Harassing Schultz had been an amusement. Each morning at roll-call formation there were hundreds of krieges milling around as Schultz and his guards counted heads. Joe was among those who would move down in back of the formation, pop up, and be recounted so the count was screwed up.
Schultz usually took this sort of prank good-naturedly, more so than the krieges who wanted to get out of the cold and back to their huts, but after Schultz overlooked the shoulder wound Joe convinced his fellow pranksters to lay off for a while.

Joe's injury set back the escape plan he had devised with Brewer and Quinn. While they waited for the wound to heal (it never did completely), two fortunate events occurred: American krieges were issued winter clothing, and Joe won seventy packs of cigarettes in crap games.

His jump boots were so worn and torn that the sole at the toe had separated from the shoe, leaving a big gap that soaked his feet whenever it rained and making the sole flap. So though it meant looking like a leg, Joe was glad to put on standard GI brogans delivered by the Red Cross, along with thick GI overcoats, wool socks, and trousers.
*
Those were the clothes he would wear for the rest of the war. The fact that they were American uniform items would save his life.

“With my right arm out of action, rolling dice with my left hand seemed to bring luck. Shorty had said always use my left hand—I should have remembered that before. Anyway, I wasn't going out on any more work details, so there was time to circulate around the compound to a lot of crap games. There were at least two big ones every day. The winners got together for playoffs that drew plenty of spectators, including Schultz sometimes. Even when I wasn't rolling I'd bet on the guy coming out. Those were the best odds, no side bets, and slowly my cigarette fortune grew. One afternoon I felt my hand was hot and doubled up for four straight passes. Quinn came over, then Brewer. I crapped once, then made two hard points and went seven-eleven twice more. The nicotine addicts looked at me like I was Rockefeller. Quinn took my winnings away before I was tempted to gamble for more. Brewer had been counting too. Sixty was the number of packs we felt was necessary to bribe our way out. We now had a ten-pack cushion.”
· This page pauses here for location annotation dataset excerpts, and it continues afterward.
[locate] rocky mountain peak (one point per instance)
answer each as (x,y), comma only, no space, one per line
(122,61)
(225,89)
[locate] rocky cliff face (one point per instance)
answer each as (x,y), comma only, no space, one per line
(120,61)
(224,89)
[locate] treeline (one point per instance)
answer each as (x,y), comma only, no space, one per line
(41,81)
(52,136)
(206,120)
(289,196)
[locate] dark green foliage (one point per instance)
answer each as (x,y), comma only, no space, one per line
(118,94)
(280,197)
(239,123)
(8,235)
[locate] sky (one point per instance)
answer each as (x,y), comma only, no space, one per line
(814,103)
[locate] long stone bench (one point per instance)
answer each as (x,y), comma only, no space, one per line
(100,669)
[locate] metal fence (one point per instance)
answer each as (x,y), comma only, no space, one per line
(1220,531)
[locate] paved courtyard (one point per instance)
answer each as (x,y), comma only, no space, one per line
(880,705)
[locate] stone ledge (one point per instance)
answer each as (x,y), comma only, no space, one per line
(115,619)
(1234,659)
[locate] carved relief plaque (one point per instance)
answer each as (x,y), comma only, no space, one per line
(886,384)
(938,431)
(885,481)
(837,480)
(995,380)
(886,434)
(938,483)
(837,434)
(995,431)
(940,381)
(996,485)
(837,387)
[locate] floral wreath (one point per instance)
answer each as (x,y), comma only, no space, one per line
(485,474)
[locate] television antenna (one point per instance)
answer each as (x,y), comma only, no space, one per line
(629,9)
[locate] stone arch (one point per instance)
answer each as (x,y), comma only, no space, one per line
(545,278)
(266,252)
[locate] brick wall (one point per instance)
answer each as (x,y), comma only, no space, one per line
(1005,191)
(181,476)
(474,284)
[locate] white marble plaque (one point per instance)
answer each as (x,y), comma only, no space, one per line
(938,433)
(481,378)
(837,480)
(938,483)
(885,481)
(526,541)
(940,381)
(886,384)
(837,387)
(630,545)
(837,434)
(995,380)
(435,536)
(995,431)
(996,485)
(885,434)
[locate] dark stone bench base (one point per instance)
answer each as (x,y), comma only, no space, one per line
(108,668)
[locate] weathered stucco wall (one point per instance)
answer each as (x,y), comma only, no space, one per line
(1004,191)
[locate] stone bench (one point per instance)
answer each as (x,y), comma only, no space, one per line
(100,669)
Thus it was time to present their plan to the escape committee, from which of course Joe would be recused. It met in the shed where Red Cross parcels were distributed, known as the PX. The cover for the committee to be there was that it was Coleman's auditing group to make sure krieges got what was coming to them. The escape committee played that role well because honest distribution was of prime importance to everyone. They spent much more time counting parcels than they did hearing escape plans.

On the day of a proposal, security was posted around the PX to warn of any guards who might come through the area. A rough wood table was cleared of Red Cross parcels, then the presenter laid out his plan. The committee hunched over on their elbows to hear what the low voice had to say. Now Joe was the presenter, but the other four members of the committee didn't treat him any differently.

“My plan was simple. We would offer one of the night guards twenty packs if he let us cut the wire while he was walking his post. Then we'd go through when his shift changed so he wouldn't be blamed. A train went by III-C every night. We'd hop on it like hoboes. No, we weren't sure where it was going, but since this is Poland, all railroads probably led to Warsaw. Warsaw was hundreds of miles east. East was where the Red Army was coming from. We'd noticed how fewer Russkies were being brought into III-C. That was a good sign they were winning.

“We'd leave the train when we figured it was close to the Eastern Front, then hole up and wait for the Russians to overrun our location. Along the way we'd have plenty of cigarettes to buy cooperation from anyone who could help us.”